Командировка на Маяк. Моё Гонзо.
Ну, знаете командировка как командировка. Не хуже и не лучше иных. Хотя Казанский отвратителен, насколько отвратителен бывает вокзал.
Ну так что, начнём. Русскому человеку не то что бы много надо. Есть три правила, и в случае их соблюдения, скажем, остальное простительно.
Первое — не быть смешным.
Второе — не быть красивым.
Третье — не растекаться как пиво по столу. А я что мне оставалось? — я сделал из горлышка шесть глотков и снова припал головой к окошку. Чернота все плыла за окном, и все тревожила. И будила черную мысль. Я стискивал голову, чтобы отточить эту мысль, но она все никак не оттачивалась, а растекалась, как пиво по столу. «Не нравится мне эта тьма за окном, очень не нравится».
А кому нравится? Верно. Чего говорить?

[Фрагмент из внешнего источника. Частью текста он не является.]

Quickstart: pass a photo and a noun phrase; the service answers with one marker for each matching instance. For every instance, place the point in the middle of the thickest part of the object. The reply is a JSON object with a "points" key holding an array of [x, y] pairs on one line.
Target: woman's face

Наш управдом, не брезговавши, съездил к трем вокзалам.
Мне думается, идея кинофестивалей ложна в своей основе. Допустим, вытащили бы меня из кровати и отправили на сцену. Иди, Сибирин, в одних трусах, объясняй свои стихи. Мне вчера хозяин выписал расчет. А что я могу объяснить? Сумма слов, немного трагедии, как говорил Лотман, филологическая витиеватость. А что сказать еще? Пожалуй, не сегодня.
А поезд был хорош. Насколько хорошим может быть поезд. Не дай вам Бог знать, как пьют киномеханики и Александр Робак. Пьют так, что в вагоне-ресторане не осталось водки к первому вечеру. К девяти.
Ну, как-то доехали. Отель как отель. Панорамные лифты, но слишком подозрительные охранники. Охранники в целом — оминималенные чекисты. Но вот геленджикские охранники, таких я не видывал. Так дотошно меня еще никто не разглядывал. Страшно сказать, даже ни одна женщина, что крайне обидно.
Охранники, отель. Далее кино. Главнейшее из искусств. Русский режиссер всегда следует интенции, и это очень странно. Первый — «брату», второй — Хамдамову, третий — Ренате, четвертый — Бог кому запретит сказать наследует.
Хочется подойти к русскому режиссеру, хлопнуть по плечу и сказать: А не хочешь попробовать быть собой? Ну, он конечно откажется, ибо русский режиссер следует интенции.
Понравилось ли мне кино? Ну, кино как кино. Да, честно понравилось. В особенности, два фильма: короткий метр «Хребет» и полный «Кончится лето». Два самых нативных фильма. Из журнала «Сеанс» меня бы уволили до конца практики. А что я могу сделать?
«Хребет» — это максимально христианское высказывание о невозможности выбора. Думаю, русские люди меня поймут. «Кончится лето» — максимально христианское высказывание о множественности выбора, пока ты не поймешь, что никакого выбора не было. А я, знаете ли, ходок до христианских высказываний. Ну, вот например:
«На рассвете взлетали голуби. Шагая в знобящих утрах призывной осени, он ощущал странную невесомость тела, которая сплеталась в его сознании с необъяснимостью всего, что он знал и чувствовал».
Советую вам ненавидеть искусство, потому что ничего хорошего оно вам не принесет.